The Federal Trade Commission has set a condition for Aurobindo Pharma Limited to close its $250 million purchase of Lannett Company Inc.: Aurobindo must sell four specific generic drug products to Quagen Pharmaceuticals LLC.
According to the FTC, the acquisition would combine two of a limited number of rivals in markets for four generic pharmaceuticals. The agency said the consolidation would reduce the number of independent competitors in those narrow markets and could put pressure on prices for medications used in a range of clinical settings, from organ transplant care to treatment for dry mouth following radiation therapy.
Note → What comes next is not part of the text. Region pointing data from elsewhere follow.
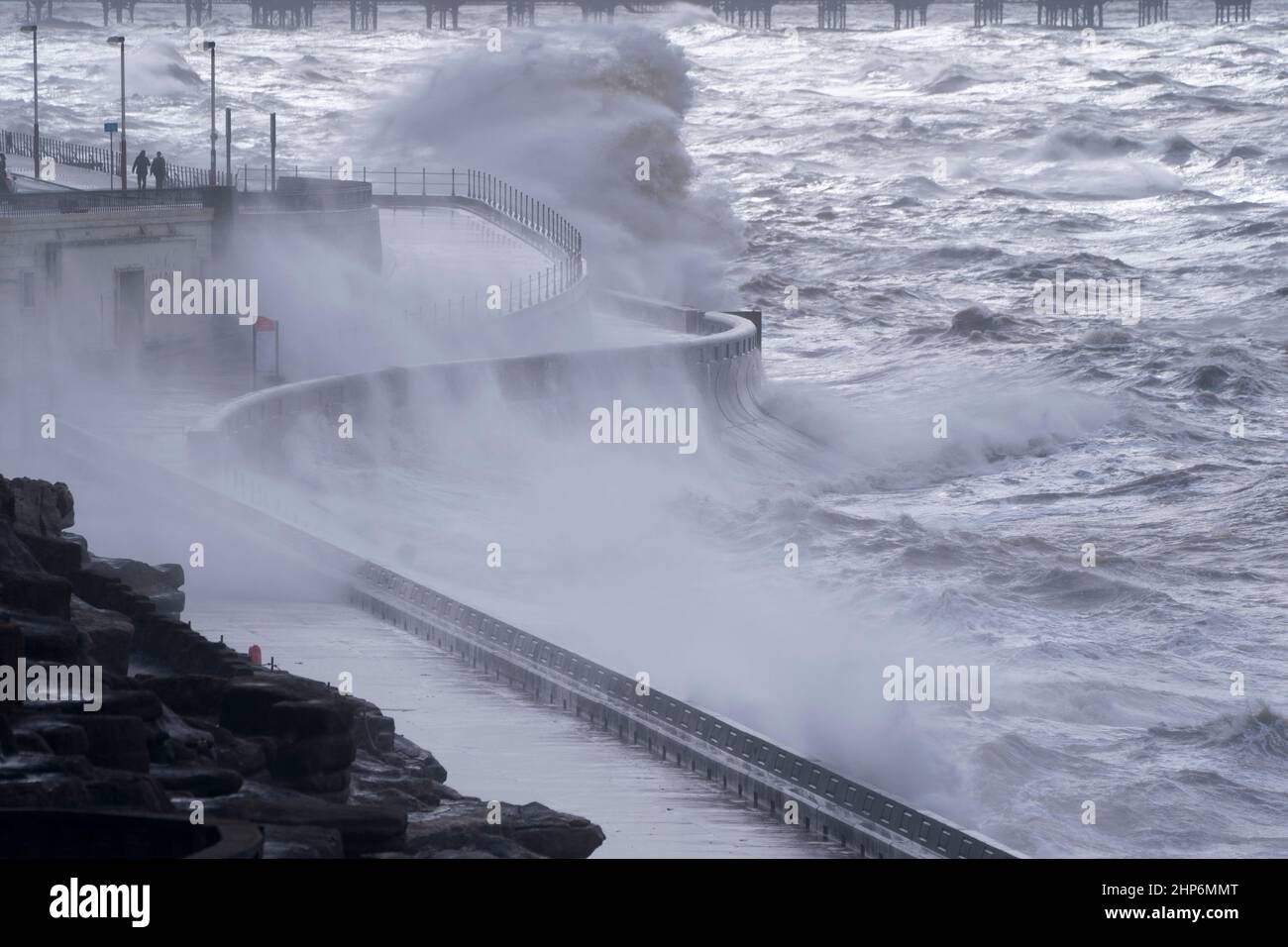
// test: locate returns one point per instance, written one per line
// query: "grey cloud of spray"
(565, 115)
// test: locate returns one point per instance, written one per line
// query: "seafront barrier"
(720, 354)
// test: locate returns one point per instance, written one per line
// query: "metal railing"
(506, 205)
(48, 202)
(94, 158)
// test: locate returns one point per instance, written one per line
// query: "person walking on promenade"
(159, 170)
(141, 169)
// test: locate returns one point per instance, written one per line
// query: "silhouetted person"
(159, 170)
(141, 169)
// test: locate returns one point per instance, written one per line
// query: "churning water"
(880, 182)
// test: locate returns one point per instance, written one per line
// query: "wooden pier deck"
(751, 14)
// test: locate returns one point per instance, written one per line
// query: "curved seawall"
(719, 356)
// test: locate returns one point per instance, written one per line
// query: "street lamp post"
(35, 102)
(214, 172)
(120, 42)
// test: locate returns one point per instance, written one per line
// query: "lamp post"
(35, 102)
(120, 42)
(214, 172)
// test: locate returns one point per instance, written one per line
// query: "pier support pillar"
(831, 14)
(990, 12)
(1233, 11)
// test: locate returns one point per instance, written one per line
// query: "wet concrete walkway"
(497, 744)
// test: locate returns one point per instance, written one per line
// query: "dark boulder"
(301, 841)
(364, 828)
(313, 755)
(549, 832)
(159, 583)
(38, 508)
(38, 592)
(191, 694)
(975, 318)
(115, 742)
(63, 738)
(127, 789)
(107, 635)
(292, 720)
(198, 783)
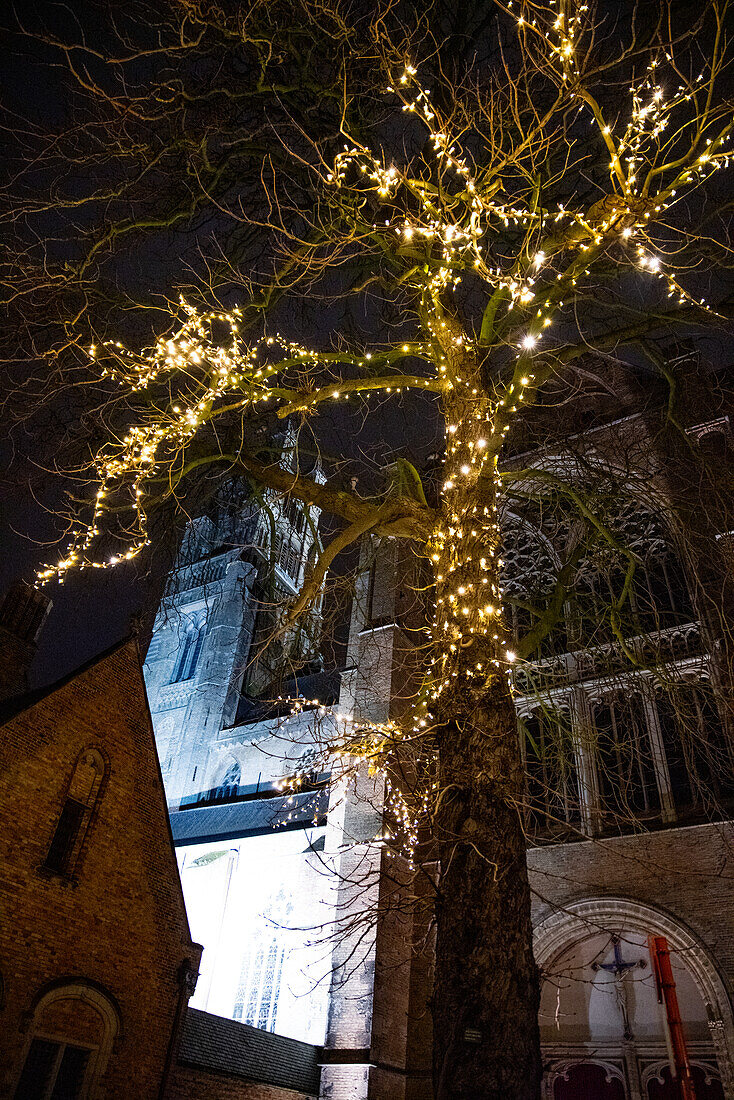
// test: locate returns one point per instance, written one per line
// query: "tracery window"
(259, 988)
(698, 751)
(551, 774)
(529, 573)
(190, 648)
(231, 778)
(623, 757)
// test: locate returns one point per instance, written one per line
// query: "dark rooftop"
(227, 1046)
(251, 817)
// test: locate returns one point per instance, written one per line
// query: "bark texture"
(486, 988)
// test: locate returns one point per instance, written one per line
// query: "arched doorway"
(603, 1030)
(588, 1081)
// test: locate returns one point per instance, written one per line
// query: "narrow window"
(63, 844)
(76, 813)
(53, 1071)
(190, 650)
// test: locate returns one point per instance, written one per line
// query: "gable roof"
(14, 705)
(228, 1046)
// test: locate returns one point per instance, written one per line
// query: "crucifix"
(620, 968)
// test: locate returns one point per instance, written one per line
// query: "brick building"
(628, 801)
(97, 963)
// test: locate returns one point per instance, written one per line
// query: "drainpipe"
(667, 996)
(187, 975)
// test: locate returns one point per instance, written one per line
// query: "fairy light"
(447, 224)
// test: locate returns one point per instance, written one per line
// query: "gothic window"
(189, 649)
(230, 779)
(53, 1071)
(700, 765)
(625, 769)
(73, 1027)
(660, 595)
(259, 988)
(551, 779)
(529, 574)
(295, 514)
(75, 816)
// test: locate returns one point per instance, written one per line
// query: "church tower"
(236, 570)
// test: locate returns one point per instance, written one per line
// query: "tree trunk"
(486, 987)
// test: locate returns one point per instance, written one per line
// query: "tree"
(497, 230)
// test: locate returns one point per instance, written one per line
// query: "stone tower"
(236, 569)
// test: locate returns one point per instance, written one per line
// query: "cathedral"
(198, 904)
(630, 790)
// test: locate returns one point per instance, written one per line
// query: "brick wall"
(192, 1084)
(686, 872)
(119, 923)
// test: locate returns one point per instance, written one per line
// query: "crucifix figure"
(620, 968)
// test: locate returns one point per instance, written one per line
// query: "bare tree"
(505, 224)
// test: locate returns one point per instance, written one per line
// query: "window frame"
(63, 1043)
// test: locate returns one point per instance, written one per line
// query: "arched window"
(75, 817)
(230, 779)
(698, 754)
(72, 1034)
(189, 649)
(625, 768)
(259, 988)
(550, 772)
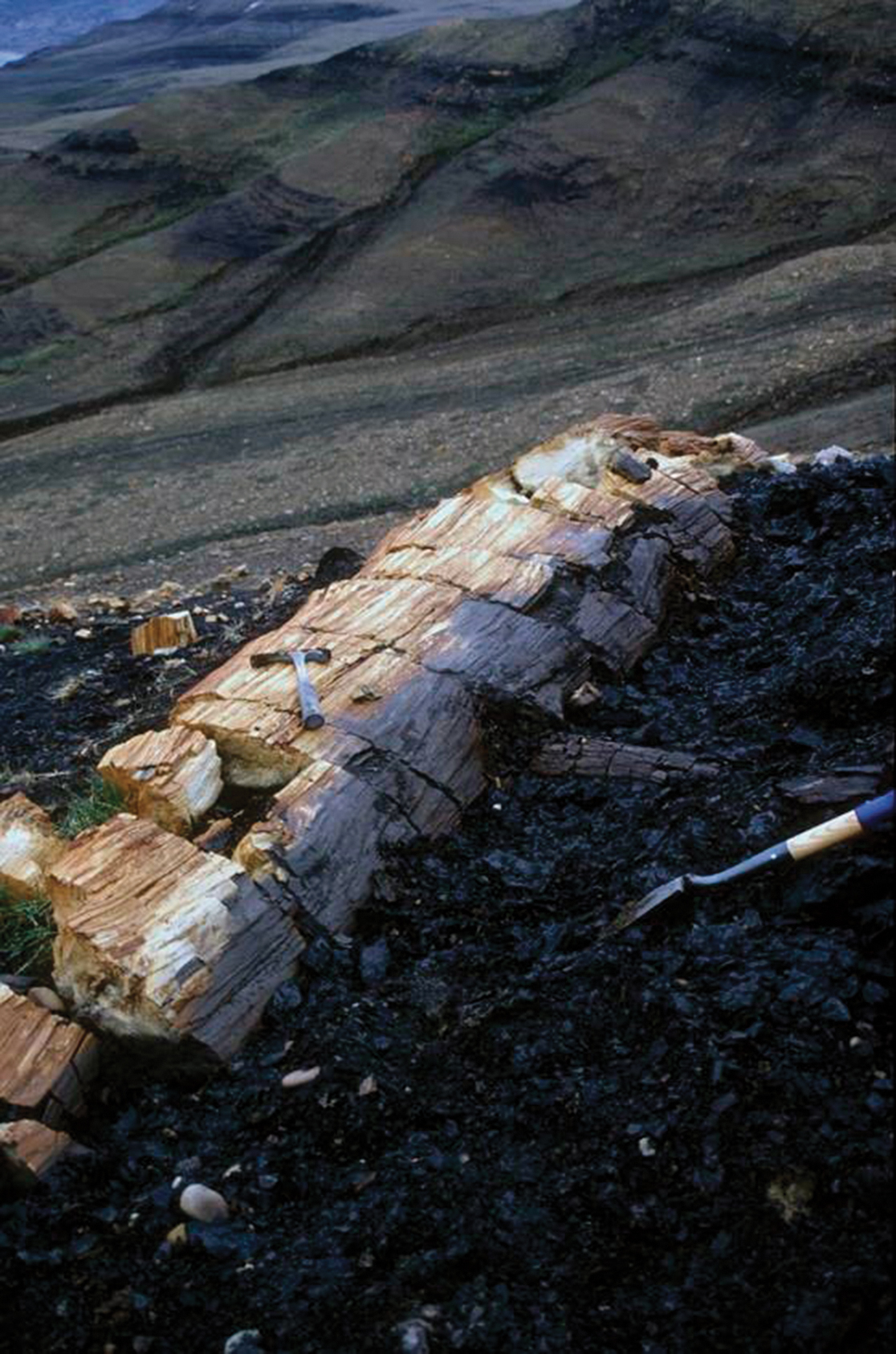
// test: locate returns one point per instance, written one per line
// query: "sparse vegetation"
(91, 807)
(30, 646)
(26, 935)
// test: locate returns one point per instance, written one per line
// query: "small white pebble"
(301, 1077)
(47, 998)
(205, 1204)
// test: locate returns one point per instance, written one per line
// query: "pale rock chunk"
(29, 845)
(171, 776)
(301, 1077)
(161, 941)
(163, 634)
(203, 1204)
Under the terms of the proposed consent order, Aurobindo will divest the following products to Quagen:
- Mycophenolate mofetil oral suspension - an immunosuppressant used to prevent organ transplant rejection.
- Niacin extended release tablets - indicated for managing cholesterol levels.
- Pilocarpine tablets - used to treat dry mouth.
- Rabeprazole sodium delayed release tablets - a proton pump inhibitor that reduces stomach acid.
Daniel Guarnera, Director of the FTC’s Bureau of Competition, commented on the action: "The FTC has shown a deep commitment to lowering drug prices for all Americans. The FTC’s action today will protect millions of patients from the threat of higher generic drug prices, allowing Americans to focus on their health and not on how much a specific drug is going to cost."
The FTC's proposed consent order frames the divestiture as a remedy to settle allegations that the acquisition would eliminate head-to-head competition between the two drugmakers in each of the four affected product markets. To facilitate an orderly transfer and immediate operation of the divested assets, the order requires Aurobindo and Lannett to provide transition services to Quagen.
In addition to the divestiture and transition-service obligations, the consent order calls for a monitor to oversee compliance with the companies' obligations under the agreement. The monitor will be tasked with ensuring the divestiture and related measures are carried out in a manner consistent with preserving competition in the impacted markets.
The Commission voted 2-0 to issue the complaint and accept the consent agreement for public comment. Members of the public have 30 days to submit comments on the proposed consent agreement, after which the FTC will consider those comments as it determines final action.
This notice follows the FTC's assessment that the proposed transaction would materially reduce competition in a small number of product markets, and that the proposed divestiture to Quagen is a targeted remedy intended to maintain a greater number of independent suppliers for each affected generic drug.